Standards bodies have traditionally restricted their governance of software to externalities - like whether a vendor's TCP stack is complaint. Should they expand their governance to include licensing, code reviews, requirement of intrusion detection, and other development practices? Or are market forces and possible litigation in and of themselves enough?

Chapter 5 -- Defense, economic solution: Getting the consumer to understand security (Lead author: Caroline)

One major problem with the provision of security in software is that companies haven't had an incentive to provide it since consumers don't demand it.
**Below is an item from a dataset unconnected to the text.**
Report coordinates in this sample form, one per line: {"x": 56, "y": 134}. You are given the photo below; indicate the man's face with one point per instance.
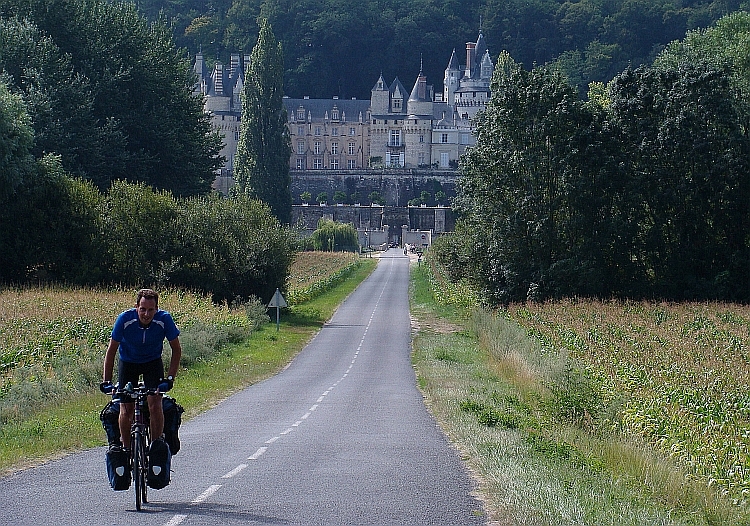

Why? Because they don't have a clue what security is. This chapter explains briefly that there is no way to definitively tell whether a piece of software is secure--indeed it's been proven that you can't prove a piece of software is secure--and the best computer scientists can do is approximate how secure something is by evaluating how good the design is, how good the SE practices are, how the software performs in tests that catch the low-hanging fruit bugs. It goes on to evaluate tests for measuring security that can be translated into something consumers understand, such as the Common Criteria (or others?), by asking computer scientists what they think of the usefulness of this test. It then asks economists whether if the rankings of the Common Criteria were widely known, such as via press attention, it would generate consumer interest in buying products based on their security rankings.

Primary sources: 1. Interviews with computer science experts in security (suggestions welcome to add to my list) 2. Interviews with economists who understand demand and how you might create it for security (beginning with Professor Maurer, other suggestions welcome for my list).